The Last Goodbye

Dragon Emerging from the Clouds (Nguyễn Dynasty, 1842)

Âu Cơ stood upon the highest peak overlooking the eastern ocean. The wind brushed against her flesh, cool and salty, prickling at her eyes. But no tear would be shed, not with her children behind her, huddling together and staring intently at her back. Âu Cơ readjusted her stance as she beheld the roaring waters below, her shoulders lax, her back upright, conveying the sense of stability that she knew her children needed. She was the mountain that they could lean on during their time of need, and she would embody that role with utmost dignity.

Her eyes turned toward the sun up high as the waves continued lapping at the shore. The wind’s unceasing whispers teased her ears. Her lips then parted, and her voice soared above those noises, silencing them.

“Husband!” Âu Cơ exclaimed, the word encompassing the space. “Why are you not coming home? Why are you still leaving your wife and children here to suffer the silence of your departure?”

For a moment, time slowed to a halt. The wind stopped blowing. The waves ceased their raucous play. The sun grew dimmer, its radiance disrupted by a black spot emerging from the ocean. The silhouette shot toward the sky, coiling and circling midair for a while before flying straight toward Âu Cơ. She blinked once, and the sight that filled her vision shifted, now dominated by a massive maw of rending teeth. No wind was cooling her skin now. Instead, a stream of breath washed over her, carrying with it the scents of the seas, of the creatures and plants that thrived beneath the restless surface. Instead of the beaming sun, she was staring into two glowing eyes, massive and profound like the abysses they commanded. In place of the sapphire sky, there were now azure scales that ran along a serpentine body, luminous against the shadow they cast.

In front of this mighty presence, Âu Cơ stood her ground, unmoved, unflinching. She peered into those orbs that studied her, trying not to drown in the gaze that had once upon a time pierced her heart. Within them, she sought the warmth that had for decades enkindled her thoughts, the same spark that had been ripped away without warning.

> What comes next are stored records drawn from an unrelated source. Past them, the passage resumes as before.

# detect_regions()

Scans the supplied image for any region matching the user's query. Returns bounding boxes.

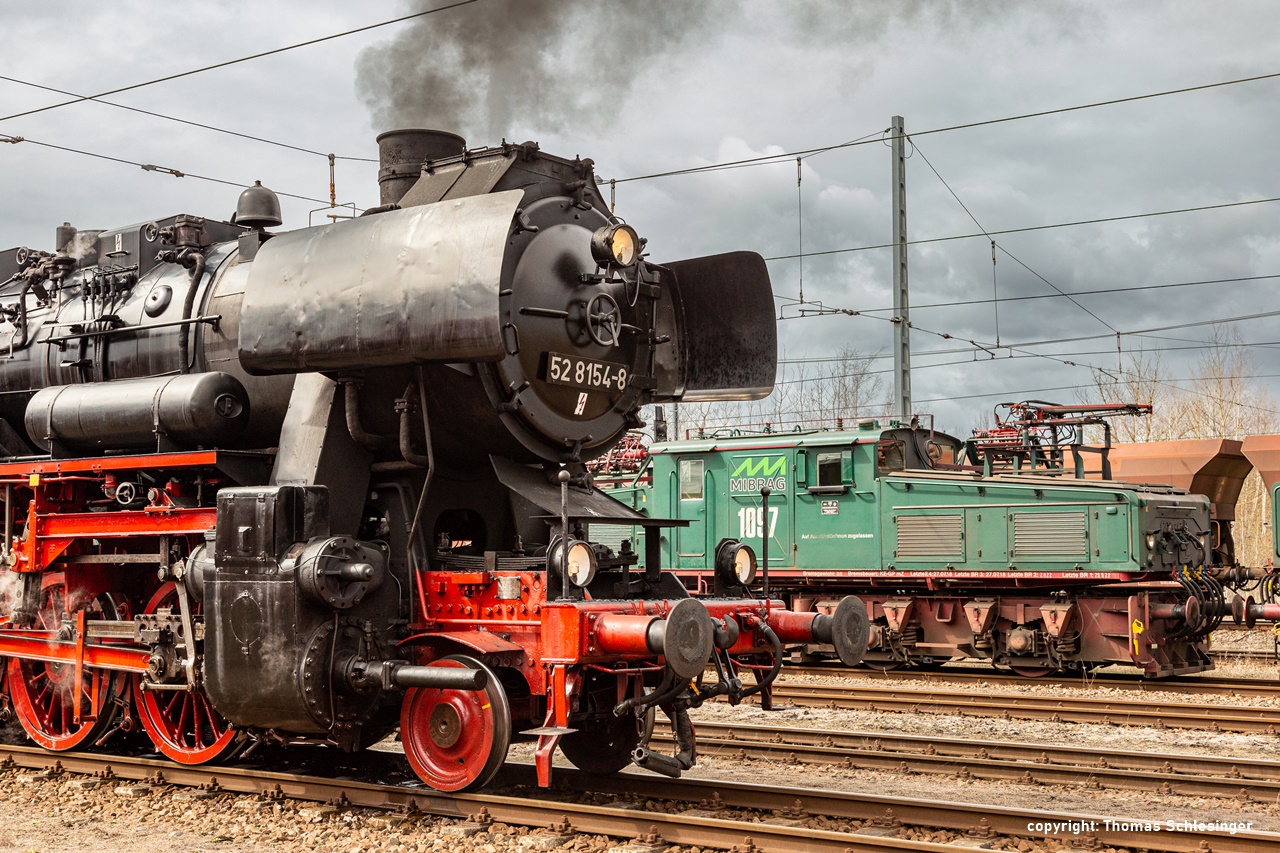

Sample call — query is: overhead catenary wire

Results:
[0,133,329,205]
[793,273,1280,314]
[606,72,1280,183]
[764,197,1280,261]
[913,137,1116,338]
[0,0,480,122]
[0,74,378,163]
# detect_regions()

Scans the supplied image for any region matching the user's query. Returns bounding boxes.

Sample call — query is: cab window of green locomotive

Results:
[818,451,841,488]
[876,438,906,474]
[680,459,703,501]
[925,442,956,465]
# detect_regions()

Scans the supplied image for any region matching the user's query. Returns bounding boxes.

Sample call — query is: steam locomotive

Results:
[0,131,867,790]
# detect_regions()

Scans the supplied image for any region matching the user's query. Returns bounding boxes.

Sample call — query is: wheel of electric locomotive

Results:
[6,571,124,751]
[860,657,905,672]
[1009,663,1057,679]
[911,657,951,672]
[132,581,244,765]
[401,654,511,792]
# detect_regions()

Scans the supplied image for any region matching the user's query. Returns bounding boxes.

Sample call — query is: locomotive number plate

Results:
[547,352,630,391]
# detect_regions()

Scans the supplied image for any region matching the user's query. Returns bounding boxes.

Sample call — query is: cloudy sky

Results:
[0,0,1280,432]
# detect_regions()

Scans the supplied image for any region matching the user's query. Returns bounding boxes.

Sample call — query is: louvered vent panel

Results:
[1012,512,1089,557]
[590,524,644,553]
[897,514,964,558]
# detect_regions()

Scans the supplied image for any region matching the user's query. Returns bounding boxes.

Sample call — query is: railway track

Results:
[782,665,1280,699]
[0,747,1280,853]
[698,720,1280,802]
[773,681,1280,734]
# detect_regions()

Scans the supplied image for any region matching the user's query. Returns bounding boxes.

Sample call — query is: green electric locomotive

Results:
[593,421,1230,678]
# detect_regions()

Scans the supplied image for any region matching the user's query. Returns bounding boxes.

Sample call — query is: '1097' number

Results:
[737,506,778,539]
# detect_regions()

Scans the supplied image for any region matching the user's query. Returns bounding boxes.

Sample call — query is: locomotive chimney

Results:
[378,129,467,205]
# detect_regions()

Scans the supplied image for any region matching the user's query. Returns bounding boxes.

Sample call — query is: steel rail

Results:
[0,747,977,853]
[540,768,1280,853]
[0,747,1280,853]
[782,652,1280,698]
[773,683,1280,734]
[680,720,1280,802]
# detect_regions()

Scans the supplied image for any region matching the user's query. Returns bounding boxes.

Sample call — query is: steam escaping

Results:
[356,0,740,145]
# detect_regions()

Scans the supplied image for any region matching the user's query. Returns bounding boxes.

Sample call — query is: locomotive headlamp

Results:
[591,223,640,266]
[564,539,596,587]
[716,539,756,585]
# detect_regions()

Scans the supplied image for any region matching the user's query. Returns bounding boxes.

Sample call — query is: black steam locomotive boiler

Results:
[0,131,867,790]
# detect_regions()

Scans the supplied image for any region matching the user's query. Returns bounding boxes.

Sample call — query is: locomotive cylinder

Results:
[24,373,250,451]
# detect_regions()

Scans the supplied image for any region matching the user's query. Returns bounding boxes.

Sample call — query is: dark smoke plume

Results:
[356,0,740,145]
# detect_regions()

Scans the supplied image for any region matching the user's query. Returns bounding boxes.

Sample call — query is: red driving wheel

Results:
[133,581,243,765]
[8,571,122,751]
[401,654,511,792]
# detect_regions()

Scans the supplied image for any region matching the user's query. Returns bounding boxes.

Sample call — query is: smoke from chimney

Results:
[356,0,740,145]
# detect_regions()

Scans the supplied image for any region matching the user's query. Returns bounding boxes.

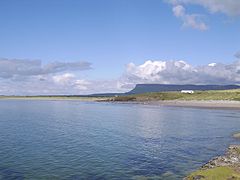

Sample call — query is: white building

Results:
[181,90,194,94]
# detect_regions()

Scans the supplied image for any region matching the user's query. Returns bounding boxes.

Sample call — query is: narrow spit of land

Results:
[107,90,240,109]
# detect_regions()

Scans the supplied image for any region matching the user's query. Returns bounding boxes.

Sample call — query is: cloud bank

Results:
[0,59,91,78]
[172,5,208,31]
[165,0,240,30]
[0,58,240,95]
[126,60,240,84]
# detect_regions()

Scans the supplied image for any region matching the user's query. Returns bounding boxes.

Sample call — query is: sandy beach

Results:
[144,100,240,110]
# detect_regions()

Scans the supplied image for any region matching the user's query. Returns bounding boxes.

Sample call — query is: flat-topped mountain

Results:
[126,84,240,94]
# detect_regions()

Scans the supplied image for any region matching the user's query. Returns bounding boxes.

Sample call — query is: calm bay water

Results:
[0,100,240,180]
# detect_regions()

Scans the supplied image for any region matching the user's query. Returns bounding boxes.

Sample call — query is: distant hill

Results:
[126,84,240,94]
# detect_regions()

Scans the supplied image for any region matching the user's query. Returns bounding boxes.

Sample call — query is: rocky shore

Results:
[187,145,240,180]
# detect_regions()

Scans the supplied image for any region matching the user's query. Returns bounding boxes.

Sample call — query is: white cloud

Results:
[52,73,75,85]
[0,59,91,78]
[172,5,208,31]
[0,60,240,95]
[125,61,240,84]
[165,0,240,30]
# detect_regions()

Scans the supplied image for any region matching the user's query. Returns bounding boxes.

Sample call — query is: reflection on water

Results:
[0,100,240,179]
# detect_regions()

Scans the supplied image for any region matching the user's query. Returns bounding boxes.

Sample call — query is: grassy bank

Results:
[113,90,240,101]
[0,96,108,101]
[184,145,240,180]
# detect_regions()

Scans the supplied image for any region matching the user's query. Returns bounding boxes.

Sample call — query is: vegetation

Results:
[185,166,240,180]
[114,90,240,101]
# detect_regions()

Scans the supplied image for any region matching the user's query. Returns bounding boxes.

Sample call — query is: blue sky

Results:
[0,0,240,95]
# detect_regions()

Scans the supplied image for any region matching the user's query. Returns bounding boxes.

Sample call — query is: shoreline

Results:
[0,96,240,110]
[108,100,240,110]
[145,100,240,110]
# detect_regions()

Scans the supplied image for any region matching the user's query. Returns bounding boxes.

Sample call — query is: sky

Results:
[0,0,240,95]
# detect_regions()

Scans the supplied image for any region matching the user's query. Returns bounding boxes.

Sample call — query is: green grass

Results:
[115,90,240,101]
[186,166,240,180]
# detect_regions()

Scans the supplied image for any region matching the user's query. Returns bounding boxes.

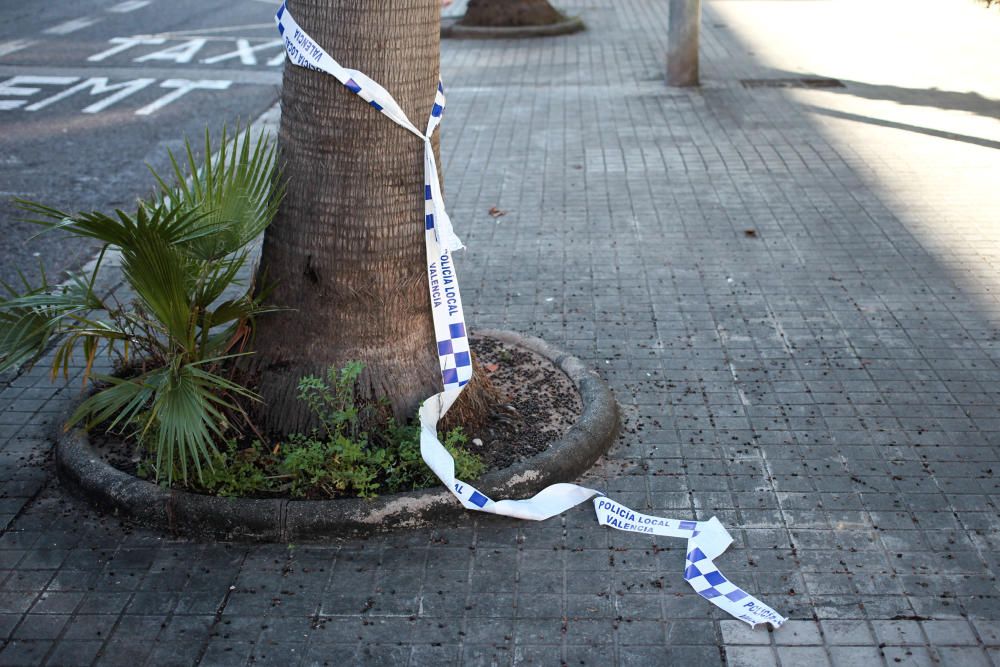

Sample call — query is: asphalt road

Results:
[0,0,282,290]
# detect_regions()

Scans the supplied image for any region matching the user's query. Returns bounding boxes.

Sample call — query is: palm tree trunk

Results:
[460,0,565,28]
[252,0,448,433]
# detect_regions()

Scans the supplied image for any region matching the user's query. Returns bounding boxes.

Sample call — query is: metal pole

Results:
[667,0,701,86]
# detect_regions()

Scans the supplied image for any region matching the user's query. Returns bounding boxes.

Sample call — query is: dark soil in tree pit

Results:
[466,338,583,470]
[90,337,582,498]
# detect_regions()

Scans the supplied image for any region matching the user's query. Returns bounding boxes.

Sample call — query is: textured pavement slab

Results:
[0,0,1000,667]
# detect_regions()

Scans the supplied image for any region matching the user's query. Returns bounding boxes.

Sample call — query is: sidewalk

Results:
[0,0,1000,667]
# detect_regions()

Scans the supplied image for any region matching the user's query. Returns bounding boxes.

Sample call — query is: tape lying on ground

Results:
[275,3,785,628]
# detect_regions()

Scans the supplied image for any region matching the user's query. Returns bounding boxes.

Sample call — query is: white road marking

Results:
[108,0,149,14]
[0,39,35,58]
[42,16,101,35]
[135,79,232,116]
[24,76,156,113]
[87,37,167,63]
[143,23,274,39]
[201,38,284,65]
[0,76,80,111]
[135,37,208,63]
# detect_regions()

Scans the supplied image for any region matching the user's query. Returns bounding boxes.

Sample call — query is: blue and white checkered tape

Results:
[275,2,785,627]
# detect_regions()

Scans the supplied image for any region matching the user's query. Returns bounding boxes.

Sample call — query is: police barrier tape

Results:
[275,3,785,628]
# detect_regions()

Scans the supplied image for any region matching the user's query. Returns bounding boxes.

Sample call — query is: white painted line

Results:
[145,23,274,39]
[135,37,208,63]
[0,76,79,111]
[201,38,284,65]
[24,76,156,113]
[0,39,35,58]
[87,37,167,63]
[42,16,101,35]
[108,0,149,14]
[135,79,233,116]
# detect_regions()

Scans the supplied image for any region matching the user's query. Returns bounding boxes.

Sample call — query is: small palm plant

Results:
[0,127,283,483]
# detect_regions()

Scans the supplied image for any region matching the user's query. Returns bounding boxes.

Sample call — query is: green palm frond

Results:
[0,262,104,372]
[150,126,283,260]
[10,122,283,481]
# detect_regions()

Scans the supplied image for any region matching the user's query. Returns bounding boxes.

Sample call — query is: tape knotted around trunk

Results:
[275,3,785,628]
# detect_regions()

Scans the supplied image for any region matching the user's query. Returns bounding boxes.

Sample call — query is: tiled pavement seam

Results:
[0,0,1000,667]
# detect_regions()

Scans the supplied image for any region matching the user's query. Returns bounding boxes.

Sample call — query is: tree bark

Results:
[251,0,440,434]
[460,0,565,28]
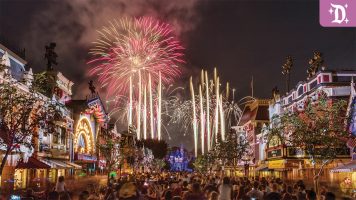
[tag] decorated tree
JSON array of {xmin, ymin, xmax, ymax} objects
[
  {"xmin": 209, "ymin": 131, "xmax": 249, "ymax": 166},
  {"xmin": 193, "ymin": 154, "xmax": 210, "ymax": 173},
  {"xmin": 280, "ymin": 94, "xmax": 349, "ymax": 193},
  {"xmin": 0, "ymin": 81, "xmax": 61, "ymax": 179},
  {"xmin": 97, "ymin": 132, "xmax": 122, "ymax": 184}
]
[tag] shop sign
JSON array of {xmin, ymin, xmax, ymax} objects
[
  {"xmin": 287, "ymin": 147, "xmax": 305, "ymax": 158},
  {"xmin": 268, "ymin": 160, "xmax": 285, "ymax": 169},
  {"xmin": 76, "ymin": 153, "xmax": 97, "ymax": 162},
  {"xmin": 267, "ymin": 149, "xmax": 282, "ymax": 158}
]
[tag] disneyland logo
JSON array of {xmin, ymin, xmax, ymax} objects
[{"xmin": 319, "ymin": 0, "xmax": 356, "ymax": 27}]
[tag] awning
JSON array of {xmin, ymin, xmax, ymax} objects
[
  {"xmin": 16, "ymin": 157, "xmax": 51, "ymax": 169},
  {"xmin": 330, "ymin": 160, "xmax": 356, "ymax": 172},
  {"xmin": 42, "ymin": 159, "xmax": 73, "ymax": 169},
  {"xmin": 255, "ymin": 164, "xmax": 268, "ymax": 171},
  {"xmin": 66, "ymin": 161, "xmax": 82, "ymax": 169}
]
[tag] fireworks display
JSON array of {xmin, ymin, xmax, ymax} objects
[
  {"xmin": 88, "ymin": 17, "xmax": 184, "ymax": 139},
  {"xmin": 170, "ymin": 68, "xmax": 249, "ymax": 155}
]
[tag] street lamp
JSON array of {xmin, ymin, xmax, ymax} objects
[
  {"xmin": 282, "ymin": 56, "xmax": 293, "ymax": 92},
  {"xmin": 307, "ymin": 51, "xmax": 324, "ymax": 78}
]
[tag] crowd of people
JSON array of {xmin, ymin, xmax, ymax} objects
[{"xmin": 36, "ymin": 173, "xmax": 350, "ymax": 200}]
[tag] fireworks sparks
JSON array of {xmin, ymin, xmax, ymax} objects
[
  {"xmin": 88, "ymin": 17, "xmax": 184, "ymax": 96},
  {"xmin": 88, "ymin": 17, "xmax": 184, "ymax": 139},
  {"xmin": 170, "ymin": 69, "xmax": 246, "ymax": 155}
]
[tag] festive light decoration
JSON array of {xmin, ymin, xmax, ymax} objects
[
  {"xmin": 88, "ymin": 17, "xmax": 184, "ymax": 139},
  {"xmin": 74, "ymin": 116, "xmax": 95, "ymax": 154}
]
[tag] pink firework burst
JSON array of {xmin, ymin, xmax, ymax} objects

“Husband,” she said, and the Dragon King responded.

A huff of air forced her eyes to blink, and when she reopened them, there stood a man before her, familiar and foreign at the same time.

“My wife,” Lạc Long Quân spoke, his voice rumbling like a thousand waves crashing against the shore. Any lesser being would have been brought to their knees, but Âu Cơ did not move, her head still high and her back still straight, meeting her husband’s gaze. There was a storm brewing inside each of them, and any misstep would unleash it into this fragile world. Âu Cơ saw her husband’s shrinking pupils look past her for a fleeting moment toward the waiting children before they refocused on her, as intense as the first time they’d met.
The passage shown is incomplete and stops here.